Jaminan Kepastian Hukum Berinvestasi Melalui Arbitrase
A
A
A
Di era globalisasi saat ini, transaksi bisnis internasional sudah mengglobal dan melibatkan banyak pihak dari berbagai penjuru dunia. Bisnis dan investasi dapat dilakukan oleh siapa pun di negara mana pun asalkan tidak memiliki risiko investasi yang berpotensi merugikan.
Perkembangan Indonesia dalam bidang politik dan ekonomi akhir-akhir ini menciptakan iklim investasi yang baik dan berkesinambungan. Apalagi peluang investasi di Indonesia tidak hanya berpusat di Pulau Jawa, tetapi juga tersebar dari Sabang hingga Merauke, dari kota-kota besar hingga pelosok daerah.
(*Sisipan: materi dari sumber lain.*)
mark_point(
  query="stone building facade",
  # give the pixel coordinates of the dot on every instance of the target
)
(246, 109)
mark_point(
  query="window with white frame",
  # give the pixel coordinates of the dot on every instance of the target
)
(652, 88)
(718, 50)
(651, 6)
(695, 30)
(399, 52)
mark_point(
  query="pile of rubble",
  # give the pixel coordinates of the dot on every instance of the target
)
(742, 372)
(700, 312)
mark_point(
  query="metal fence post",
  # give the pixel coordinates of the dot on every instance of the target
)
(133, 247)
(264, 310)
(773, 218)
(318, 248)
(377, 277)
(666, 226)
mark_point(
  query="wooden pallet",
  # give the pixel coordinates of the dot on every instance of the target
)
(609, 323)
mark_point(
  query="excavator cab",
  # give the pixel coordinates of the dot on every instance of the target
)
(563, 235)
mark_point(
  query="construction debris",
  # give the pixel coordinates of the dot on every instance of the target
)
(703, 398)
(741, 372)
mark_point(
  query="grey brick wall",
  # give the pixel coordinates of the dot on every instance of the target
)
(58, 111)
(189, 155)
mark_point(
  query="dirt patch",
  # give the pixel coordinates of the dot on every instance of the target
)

Berdasarkan pada fakta tersebut, masing-masing negara tujuan investasi, terkhusus Indonesia, harus dapat memberikan jaminan kepastian hukum kepada para pelaku bisnis yang datang untuk memicu peningkatan perekonomian di Indonesia. Peluang investasi oleh para pelaku bisnis akan menjadi lebih besar jika ada jaminan bahwa penyelesaian sengketa bisnis di Indonesia dapat ditempuh secara efektif dan efisien.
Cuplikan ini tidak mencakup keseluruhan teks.